Teenagers from across the UK sent in their entries to the student competition, run by Science and Plants for Schools, the schools’ programme based at the Sainsbury Lab and the Botanic Garden. They were challenged to design an innovation that would tackle one of the world’s problems, by combining plant abilities and technology.

The competition was inspired by the work of scientists like Dr Paolo Bombelli, of the University’s Department of Biochemistry, who was one of the competition judges. Dr Bombelli has designed a way of using plants to generate an electric current. So far, his prototypes power portable devices like radios and phones, but researchers around the world expect this to become a valuable topic for future electricity generation on a large scale. (The Botanic Garden will be hosting an experimental solar hub, working title P2P, using Dr Bombelli's technology and research from spring next year.)

The judges were taken aback to discover that the first and second prizes in the 16-18 age group were won by Jennifer and Rachel Thomson – identical twins from Newcastle-upon-Tyne.

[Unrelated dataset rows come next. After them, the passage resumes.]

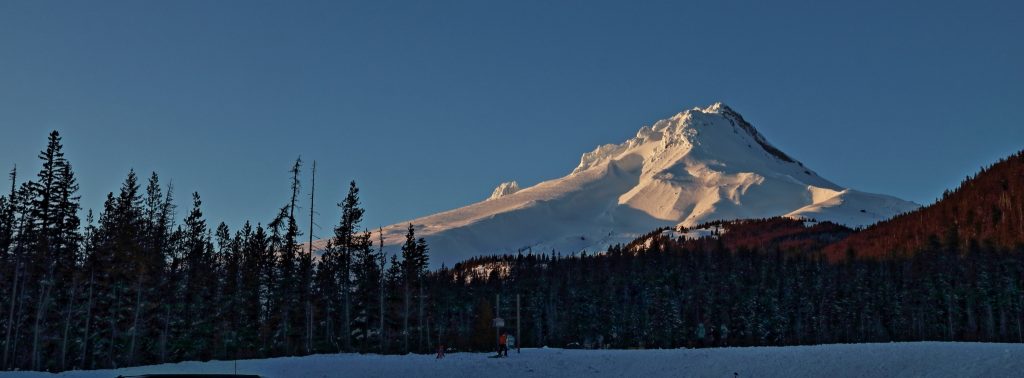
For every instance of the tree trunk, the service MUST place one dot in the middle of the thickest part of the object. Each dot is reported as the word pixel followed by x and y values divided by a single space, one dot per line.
pixel 88 318
pixel 10 316
pixel 41 304
pixel 404 322
pixel 134 323
pixel 67 331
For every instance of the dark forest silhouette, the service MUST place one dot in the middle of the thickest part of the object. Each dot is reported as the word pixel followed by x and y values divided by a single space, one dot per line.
pixel 131 285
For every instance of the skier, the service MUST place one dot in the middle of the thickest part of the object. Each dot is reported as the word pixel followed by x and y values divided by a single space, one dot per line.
pixel 700 334
pixel 724 332
pixel 509 344
pixel 502 347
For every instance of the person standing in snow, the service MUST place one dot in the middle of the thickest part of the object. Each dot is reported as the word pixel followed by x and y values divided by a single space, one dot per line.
pixel 503 349
pixel 509 343
pixel 724 335
pixel 700 333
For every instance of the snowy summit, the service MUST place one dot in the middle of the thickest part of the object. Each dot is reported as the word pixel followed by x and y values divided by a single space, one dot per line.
pixel 504 189
pixel 699 165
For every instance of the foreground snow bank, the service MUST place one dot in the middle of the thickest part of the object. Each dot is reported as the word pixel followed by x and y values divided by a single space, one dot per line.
pixel 918 360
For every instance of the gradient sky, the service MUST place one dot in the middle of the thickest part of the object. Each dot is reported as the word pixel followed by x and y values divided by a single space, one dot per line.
pixel 429 105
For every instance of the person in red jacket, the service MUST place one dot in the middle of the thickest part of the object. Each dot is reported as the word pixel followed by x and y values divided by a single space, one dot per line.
pixel 503 348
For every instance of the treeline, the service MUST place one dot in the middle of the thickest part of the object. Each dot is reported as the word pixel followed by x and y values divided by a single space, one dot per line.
pixel 132 286
pixel 675 293
pixel 988 205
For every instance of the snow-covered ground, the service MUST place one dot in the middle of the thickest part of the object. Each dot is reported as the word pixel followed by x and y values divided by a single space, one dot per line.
pixel 697 166
pixel 892 360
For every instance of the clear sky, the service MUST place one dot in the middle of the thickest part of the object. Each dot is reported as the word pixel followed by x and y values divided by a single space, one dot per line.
pixel 429 105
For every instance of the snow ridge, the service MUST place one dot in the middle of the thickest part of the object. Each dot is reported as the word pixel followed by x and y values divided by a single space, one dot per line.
pixel 699 165
pixel 504 189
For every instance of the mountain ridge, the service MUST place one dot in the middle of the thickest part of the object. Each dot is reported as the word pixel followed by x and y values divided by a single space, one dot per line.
pixel 699 165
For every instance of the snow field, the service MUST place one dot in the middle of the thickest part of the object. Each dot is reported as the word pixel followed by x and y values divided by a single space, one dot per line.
pixel 889 360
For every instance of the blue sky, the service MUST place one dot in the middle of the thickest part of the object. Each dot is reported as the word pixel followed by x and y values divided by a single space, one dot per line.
pixel 429 105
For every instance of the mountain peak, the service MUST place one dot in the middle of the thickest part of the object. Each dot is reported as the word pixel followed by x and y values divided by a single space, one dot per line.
pixel 717 131
pixel 505 189
pixel 700 165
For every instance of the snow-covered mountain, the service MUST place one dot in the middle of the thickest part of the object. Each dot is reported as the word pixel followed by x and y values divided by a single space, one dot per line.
pixel 699 165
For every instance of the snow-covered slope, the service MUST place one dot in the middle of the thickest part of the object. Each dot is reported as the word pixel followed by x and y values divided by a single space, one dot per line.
pixel 889 360
pixel 699 165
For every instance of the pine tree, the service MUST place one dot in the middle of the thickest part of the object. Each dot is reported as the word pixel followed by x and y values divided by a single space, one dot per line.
pixel 347 243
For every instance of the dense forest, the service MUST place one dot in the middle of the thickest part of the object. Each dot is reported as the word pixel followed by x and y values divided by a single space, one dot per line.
pixel 133 285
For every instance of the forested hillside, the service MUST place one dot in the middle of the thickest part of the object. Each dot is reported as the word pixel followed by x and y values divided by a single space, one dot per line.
pixel 134 284
pixel 987 207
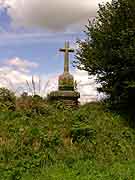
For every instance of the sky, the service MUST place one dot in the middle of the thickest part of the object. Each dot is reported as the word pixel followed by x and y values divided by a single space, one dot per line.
pixel 31 33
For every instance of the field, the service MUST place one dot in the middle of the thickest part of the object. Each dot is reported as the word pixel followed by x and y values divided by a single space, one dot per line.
pixel 59 143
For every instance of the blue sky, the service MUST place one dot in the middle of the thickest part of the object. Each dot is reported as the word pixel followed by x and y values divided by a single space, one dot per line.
pixel 31 33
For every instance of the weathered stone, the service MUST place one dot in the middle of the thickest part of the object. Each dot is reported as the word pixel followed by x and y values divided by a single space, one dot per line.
pixel 66 86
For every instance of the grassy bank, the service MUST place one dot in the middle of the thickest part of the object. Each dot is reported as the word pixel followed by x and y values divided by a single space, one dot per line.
pixel 61 144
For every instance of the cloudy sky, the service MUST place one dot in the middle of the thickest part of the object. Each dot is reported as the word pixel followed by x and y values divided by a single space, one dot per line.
pixel 32 31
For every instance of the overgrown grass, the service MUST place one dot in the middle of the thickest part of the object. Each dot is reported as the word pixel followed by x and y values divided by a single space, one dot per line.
pixel 59 143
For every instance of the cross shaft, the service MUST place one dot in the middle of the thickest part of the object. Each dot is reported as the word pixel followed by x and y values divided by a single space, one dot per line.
pixel 66 51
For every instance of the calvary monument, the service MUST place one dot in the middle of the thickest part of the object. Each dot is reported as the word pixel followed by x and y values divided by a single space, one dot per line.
pixel 66 86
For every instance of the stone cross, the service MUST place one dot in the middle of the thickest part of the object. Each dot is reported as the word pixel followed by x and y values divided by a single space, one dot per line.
pixel 66 50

Their entries focused on the issues of deforestation and illegal logging, and on the challenge of malaria in sub-Saharan Africa.

In addition to a cash prize each, Jennifer and Rachel won the opportunity to spend an afternoon behind the scenes at the Botanic Garden and Sainsbury Lab. They visited the University’s Herbarium, and marvelled at some of the specimens collected by Darwin on his Beagle voyage. “It was an amazing experience!” said Jennifer, after joining Sandra Cortijo, one of the scientists working at the Lab, to find out more about the research going on.

We were delighted to welcome our winners, and look forward to next year’s PlantPowerED Student Challenge.